The Privacy Commissioner for Personal Data has published guidelines for employers and employees in handling personal data during the pandemic. The general rules remain the same in that the measures taken to collect personal data should be necessary, appropriate and proportionate, and the least privacy-intrusive measures feasible should be adopted.
As employers have a duty to protect the health and safety of their employees and visitors, it is generally reasonable for employers to collect temperature measurements or limited information regarding medical symptoms of COVID-19 from its employees and visitors for this purpose. It is also justifiable for employers to ask for the travel history of employees or visitors who have returned from overseas, particularly from high-risk areas. All data collected should be purpose-specific and no more data than is needed for this purpose should be collected.
If the collection of personal data is not covered by an employer’s existing privacy notices, an updated privacy notice must be provided at the time of or before the data collection to inform employees and visitors of the data collected, the purposes of that collection and the classes of persons (e.g. public health authorities) to whom their data may be transferred. It is also a recommended practice to inform employees and visitors in the privacy notice how long the data will be retained by the employer. Once the purpose for the data collection has been fulfilled and, provided that it is no longer required, it should be permanently deleted, erased or confidentially disposed of.

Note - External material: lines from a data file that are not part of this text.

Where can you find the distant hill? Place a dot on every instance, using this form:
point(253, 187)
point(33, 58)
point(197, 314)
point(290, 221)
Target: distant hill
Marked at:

If an employee or visitor is found to have been infected with COVID-19, the employer should notify other employees, visitors and the property management office, etc. without disclosing personally identifiable information of the infected individual, so that appropriate precautionary measures can be taken.
The Government has set up an Anti-Epidemic Fund to provide relief measures and subsidies to support affected businesses, particularly those upon which the Government has imposed restrictions such as shorter opening hours and mandatory temporary closures.